Hanoi authorities Friday found pangolin scales and ivory weighing almost a ton flown in from Nigeria.

The latest haul is evidence of weak enforcement in Vietnam that experts have blamed for allowing a black market in wildlife trade to flourish and feed into a global multibillion dollar industry in animal parts and exotic pets.

Southeast Asian countries have become a busy thoroughfare for tusks trafficked from Africa and destined for other parts of Asia, mainly China, it has been reported.

Pangolins are treasured in Vietnam and the region for their meat and alleged medicinal properties of their scales.

Vietnam has banned trade in tusks and pangonlins, but the practice has continued.

On Friday at the Noi Bai Airport in Hanoi, officials found 805 kilograms of pangolin scales as well as 193 kilograms of ivory and ivory-derived products in two dozen boxes.

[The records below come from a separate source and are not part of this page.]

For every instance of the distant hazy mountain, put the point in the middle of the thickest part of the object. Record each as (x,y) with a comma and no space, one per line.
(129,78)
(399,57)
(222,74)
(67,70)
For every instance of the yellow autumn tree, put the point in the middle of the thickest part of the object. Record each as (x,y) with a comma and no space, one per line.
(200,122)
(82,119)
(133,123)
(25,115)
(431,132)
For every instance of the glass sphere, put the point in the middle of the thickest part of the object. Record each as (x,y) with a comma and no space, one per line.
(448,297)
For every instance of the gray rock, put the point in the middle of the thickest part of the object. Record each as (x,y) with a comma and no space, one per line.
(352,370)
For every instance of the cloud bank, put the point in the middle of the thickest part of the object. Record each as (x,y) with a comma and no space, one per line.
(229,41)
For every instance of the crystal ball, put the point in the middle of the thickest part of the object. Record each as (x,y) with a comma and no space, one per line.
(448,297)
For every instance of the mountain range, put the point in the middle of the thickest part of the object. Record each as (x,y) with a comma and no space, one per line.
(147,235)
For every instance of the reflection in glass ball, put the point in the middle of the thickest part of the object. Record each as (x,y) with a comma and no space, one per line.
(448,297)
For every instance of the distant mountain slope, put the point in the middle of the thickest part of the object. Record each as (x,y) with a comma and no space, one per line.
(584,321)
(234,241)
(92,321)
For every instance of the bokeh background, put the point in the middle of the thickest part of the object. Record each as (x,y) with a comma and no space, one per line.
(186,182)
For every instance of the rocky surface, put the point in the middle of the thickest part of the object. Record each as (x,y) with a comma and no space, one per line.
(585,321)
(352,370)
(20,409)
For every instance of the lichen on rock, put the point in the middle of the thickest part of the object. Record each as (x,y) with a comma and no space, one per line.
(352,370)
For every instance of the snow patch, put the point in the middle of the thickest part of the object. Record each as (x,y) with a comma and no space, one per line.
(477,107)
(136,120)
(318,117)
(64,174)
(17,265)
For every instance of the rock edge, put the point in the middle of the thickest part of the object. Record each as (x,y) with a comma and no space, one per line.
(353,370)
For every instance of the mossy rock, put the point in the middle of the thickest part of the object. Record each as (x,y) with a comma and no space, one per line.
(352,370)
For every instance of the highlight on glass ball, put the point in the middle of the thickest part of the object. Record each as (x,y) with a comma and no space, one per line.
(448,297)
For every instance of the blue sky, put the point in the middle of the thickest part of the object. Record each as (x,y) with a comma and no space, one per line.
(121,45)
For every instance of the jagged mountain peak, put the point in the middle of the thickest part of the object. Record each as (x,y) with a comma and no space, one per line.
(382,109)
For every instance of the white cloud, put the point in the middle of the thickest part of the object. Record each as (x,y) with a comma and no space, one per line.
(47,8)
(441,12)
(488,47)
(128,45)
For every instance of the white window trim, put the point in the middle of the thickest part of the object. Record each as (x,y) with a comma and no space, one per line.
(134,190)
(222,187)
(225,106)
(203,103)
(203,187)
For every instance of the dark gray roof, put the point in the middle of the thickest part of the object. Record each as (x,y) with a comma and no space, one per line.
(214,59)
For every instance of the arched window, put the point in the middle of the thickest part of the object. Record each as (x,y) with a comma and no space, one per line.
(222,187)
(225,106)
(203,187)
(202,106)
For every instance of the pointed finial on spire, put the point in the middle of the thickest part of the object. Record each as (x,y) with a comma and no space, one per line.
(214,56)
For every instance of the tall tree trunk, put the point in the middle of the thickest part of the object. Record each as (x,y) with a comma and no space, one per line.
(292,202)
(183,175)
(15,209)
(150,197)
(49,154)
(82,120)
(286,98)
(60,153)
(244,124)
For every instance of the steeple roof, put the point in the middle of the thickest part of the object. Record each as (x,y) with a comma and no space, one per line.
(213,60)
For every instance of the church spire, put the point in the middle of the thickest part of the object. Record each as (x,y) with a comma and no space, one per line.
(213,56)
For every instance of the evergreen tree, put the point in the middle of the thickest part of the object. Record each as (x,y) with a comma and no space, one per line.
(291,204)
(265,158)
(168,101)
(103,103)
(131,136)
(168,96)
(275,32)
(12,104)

The bust was reported in the official publication of the General Department of Customs.

The goods were sent from two companies based in Nigeria, according to their labels. They had arrived on a September 21 flight, but were never picked up.

"The (intended) recipients of the cargo package have refused to receive the goods," the article said.

It carried photos of a pile of the pangolin scales on the floor as inspectors went through the boxes, which were initially covered in an extra layer of wrapping and taped shut.

The tiny and shy pangolin, which resembles a scaly anteater, is the world's most heavily trafficked mammal despite bans.

Vietnam outlawed the ivory trade in 1992 but illegal trade still persists and shops sell ivory pre-dating the ban for decorative and medicinal purposes.

Last year police found 2.7 tons of tusks inside cartons on the back of a truck in the central province of Thanh Hoa.

In October 2016, customs officials seized about 3.5 tons of tusks at the Cat Lai port in Ho Chi Minh City.